「我は専らにして一となり、敵は分かれて十とならば、これ十をもってその一を攻むるなり」(『孫子』)
「孫子の兵法」という言葉をご存じの方も多いことと思います。『孫子』とは中国古典の兵法書で、ビジネスにも応用できる内容が詰まっています。
古今東西、戦いにおいて兵士や兵器など物量で相手を圧倒することが、勝利を手にする最も確実な方法でした。現代のビジネスでも、人材が豊富で資金力に優れる大企業が市場で高いシェアを握り、多くの利益を得ているケースは珍しくありません。
しかし、戦力の大きいものが必ず勝つわけではありません。戦力差があっても逆転に持ち込み勝利する戦略があるのです。「孫子」にこんな言葉があります。
「我は専らにして一となり、敵は分かれて十とならば、これ十をもってその一を攻むるなり。
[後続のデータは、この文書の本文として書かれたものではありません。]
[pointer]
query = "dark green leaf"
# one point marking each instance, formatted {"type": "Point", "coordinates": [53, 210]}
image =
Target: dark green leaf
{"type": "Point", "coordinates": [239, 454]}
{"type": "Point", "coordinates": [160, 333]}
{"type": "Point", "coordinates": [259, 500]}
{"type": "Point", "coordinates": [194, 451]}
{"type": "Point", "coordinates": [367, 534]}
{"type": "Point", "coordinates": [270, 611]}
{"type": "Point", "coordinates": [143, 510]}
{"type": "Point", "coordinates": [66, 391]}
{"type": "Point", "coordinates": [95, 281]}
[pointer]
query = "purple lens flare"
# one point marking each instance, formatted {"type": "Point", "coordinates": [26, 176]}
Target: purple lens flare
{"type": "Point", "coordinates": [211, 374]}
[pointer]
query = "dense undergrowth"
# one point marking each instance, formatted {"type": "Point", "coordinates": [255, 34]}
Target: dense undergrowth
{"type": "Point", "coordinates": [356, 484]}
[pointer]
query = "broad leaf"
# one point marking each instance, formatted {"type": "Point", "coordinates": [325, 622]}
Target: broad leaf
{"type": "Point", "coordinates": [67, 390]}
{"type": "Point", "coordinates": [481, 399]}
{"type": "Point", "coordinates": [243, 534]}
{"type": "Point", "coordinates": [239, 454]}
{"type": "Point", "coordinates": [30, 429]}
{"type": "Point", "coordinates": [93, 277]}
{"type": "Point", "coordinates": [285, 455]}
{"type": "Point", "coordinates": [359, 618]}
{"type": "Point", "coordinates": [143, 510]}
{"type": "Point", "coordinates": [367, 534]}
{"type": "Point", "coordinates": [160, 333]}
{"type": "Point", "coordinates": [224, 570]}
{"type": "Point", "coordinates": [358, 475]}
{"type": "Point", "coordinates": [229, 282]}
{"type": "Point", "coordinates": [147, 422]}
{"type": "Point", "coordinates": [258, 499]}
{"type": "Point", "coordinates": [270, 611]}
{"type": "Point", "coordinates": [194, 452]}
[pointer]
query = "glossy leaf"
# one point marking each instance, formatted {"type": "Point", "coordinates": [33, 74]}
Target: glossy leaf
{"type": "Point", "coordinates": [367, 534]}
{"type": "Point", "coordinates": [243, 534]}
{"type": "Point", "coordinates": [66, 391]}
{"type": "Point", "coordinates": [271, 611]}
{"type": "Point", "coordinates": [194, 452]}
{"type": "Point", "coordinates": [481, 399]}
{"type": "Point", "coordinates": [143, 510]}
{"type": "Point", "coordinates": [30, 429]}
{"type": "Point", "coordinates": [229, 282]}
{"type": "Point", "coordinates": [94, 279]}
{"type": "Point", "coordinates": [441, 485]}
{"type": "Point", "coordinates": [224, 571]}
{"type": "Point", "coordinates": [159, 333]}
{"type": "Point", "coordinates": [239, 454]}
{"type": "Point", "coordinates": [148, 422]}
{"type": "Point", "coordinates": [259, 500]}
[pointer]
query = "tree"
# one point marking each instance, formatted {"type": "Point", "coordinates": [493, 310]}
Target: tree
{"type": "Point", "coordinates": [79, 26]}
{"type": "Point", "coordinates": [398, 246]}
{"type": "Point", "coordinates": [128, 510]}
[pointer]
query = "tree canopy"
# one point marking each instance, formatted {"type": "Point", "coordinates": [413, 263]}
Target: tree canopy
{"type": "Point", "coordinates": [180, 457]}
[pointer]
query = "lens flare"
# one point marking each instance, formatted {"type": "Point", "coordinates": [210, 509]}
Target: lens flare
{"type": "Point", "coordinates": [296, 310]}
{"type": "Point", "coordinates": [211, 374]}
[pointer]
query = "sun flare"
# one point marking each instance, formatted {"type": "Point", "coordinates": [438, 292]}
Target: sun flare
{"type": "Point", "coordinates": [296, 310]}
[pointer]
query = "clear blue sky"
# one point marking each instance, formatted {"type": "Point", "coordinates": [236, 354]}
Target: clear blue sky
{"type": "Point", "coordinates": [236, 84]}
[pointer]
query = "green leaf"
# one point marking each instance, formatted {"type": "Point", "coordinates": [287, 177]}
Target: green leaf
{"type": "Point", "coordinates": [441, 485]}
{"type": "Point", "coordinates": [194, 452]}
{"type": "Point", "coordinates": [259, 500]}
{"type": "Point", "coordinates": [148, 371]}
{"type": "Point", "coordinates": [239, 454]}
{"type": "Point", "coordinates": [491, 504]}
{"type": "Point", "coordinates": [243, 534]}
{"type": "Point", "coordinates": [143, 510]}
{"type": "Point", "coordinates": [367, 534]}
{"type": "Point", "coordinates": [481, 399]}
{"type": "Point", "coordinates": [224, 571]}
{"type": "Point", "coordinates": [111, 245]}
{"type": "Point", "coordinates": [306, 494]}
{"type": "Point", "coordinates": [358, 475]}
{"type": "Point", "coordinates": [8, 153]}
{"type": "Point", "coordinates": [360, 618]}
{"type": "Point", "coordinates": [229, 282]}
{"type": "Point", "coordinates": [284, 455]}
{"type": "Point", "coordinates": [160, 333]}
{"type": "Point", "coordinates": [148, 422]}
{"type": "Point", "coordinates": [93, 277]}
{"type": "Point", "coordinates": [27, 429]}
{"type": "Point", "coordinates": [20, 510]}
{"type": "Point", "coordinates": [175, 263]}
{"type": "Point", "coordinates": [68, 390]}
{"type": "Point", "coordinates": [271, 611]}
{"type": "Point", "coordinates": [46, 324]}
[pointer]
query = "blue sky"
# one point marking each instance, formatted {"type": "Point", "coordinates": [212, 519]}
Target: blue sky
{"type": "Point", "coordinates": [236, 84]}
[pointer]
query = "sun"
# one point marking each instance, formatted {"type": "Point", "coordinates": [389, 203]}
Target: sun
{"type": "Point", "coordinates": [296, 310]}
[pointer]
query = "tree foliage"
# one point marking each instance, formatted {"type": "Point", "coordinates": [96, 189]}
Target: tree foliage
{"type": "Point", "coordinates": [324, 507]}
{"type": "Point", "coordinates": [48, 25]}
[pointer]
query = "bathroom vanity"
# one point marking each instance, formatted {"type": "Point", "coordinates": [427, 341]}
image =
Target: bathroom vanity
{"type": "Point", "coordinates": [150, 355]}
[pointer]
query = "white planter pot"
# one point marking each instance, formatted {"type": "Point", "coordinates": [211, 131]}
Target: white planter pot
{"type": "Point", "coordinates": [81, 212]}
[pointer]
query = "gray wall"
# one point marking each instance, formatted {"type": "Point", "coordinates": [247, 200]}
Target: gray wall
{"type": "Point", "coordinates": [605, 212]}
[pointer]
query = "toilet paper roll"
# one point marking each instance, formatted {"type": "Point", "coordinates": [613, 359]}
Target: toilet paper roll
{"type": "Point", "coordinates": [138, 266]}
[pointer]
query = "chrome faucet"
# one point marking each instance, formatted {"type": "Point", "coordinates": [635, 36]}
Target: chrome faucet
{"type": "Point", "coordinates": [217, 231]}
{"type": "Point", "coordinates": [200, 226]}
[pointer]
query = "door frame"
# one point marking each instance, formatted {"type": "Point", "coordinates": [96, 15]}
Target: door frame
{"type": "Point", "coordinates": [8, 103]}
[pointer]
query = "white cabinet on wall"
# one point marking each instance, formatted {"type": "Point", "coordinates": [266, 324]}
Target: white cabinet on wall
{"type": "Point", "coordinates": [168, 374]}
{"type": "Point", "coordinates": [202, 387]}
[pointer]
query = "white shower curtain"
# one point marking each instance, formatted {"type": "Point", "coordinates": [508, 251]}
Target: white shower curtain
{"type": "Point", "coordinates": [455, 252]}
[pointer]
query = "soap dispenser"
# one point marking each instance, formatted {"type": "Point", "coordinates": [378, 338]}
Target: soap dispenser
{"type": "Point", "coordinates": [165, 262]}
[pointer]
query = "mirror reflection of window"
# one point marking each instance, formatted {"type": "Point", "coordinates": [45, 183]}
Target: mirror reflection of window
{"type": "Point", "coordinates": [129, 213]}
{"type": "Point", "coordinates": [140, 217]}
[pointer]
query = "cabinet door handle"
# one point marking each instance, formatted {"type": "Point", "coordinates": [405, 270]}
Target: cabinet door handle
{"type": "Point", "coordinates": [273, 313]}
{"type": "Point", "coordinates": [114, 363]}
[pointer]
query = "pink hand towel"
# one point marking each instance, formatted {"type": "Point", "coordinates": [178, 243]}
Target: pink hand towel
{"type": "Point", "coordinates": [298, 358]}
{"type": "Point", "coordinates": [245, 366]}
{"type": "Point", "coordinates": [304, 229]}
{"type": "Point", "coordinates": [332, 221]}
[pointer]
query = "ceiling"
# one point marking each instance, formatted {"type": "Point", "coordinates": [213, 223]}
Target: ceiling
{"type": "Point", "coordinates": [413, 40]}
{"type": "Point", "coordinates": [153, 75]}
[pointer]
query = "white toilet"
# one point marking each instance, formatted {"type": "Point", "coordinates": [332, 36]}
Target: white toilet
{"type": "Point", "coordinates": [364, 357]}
すなわち、我は衆くして、敵は寡なし」
(訳)こちらは集中して一つになり、敵は十に分散したとすれば、こちらは十の力で敵の一の力に当たることになる。すなわち味方は多数、敵は少数なのである。
「専」とは集中するという意味です。単純ではありますが、この方法は相手の勢力を分割させて個別に撃破していくことから、後に「各個撃破(かっこげきは)」と呼ばれる有名な戦略となりました。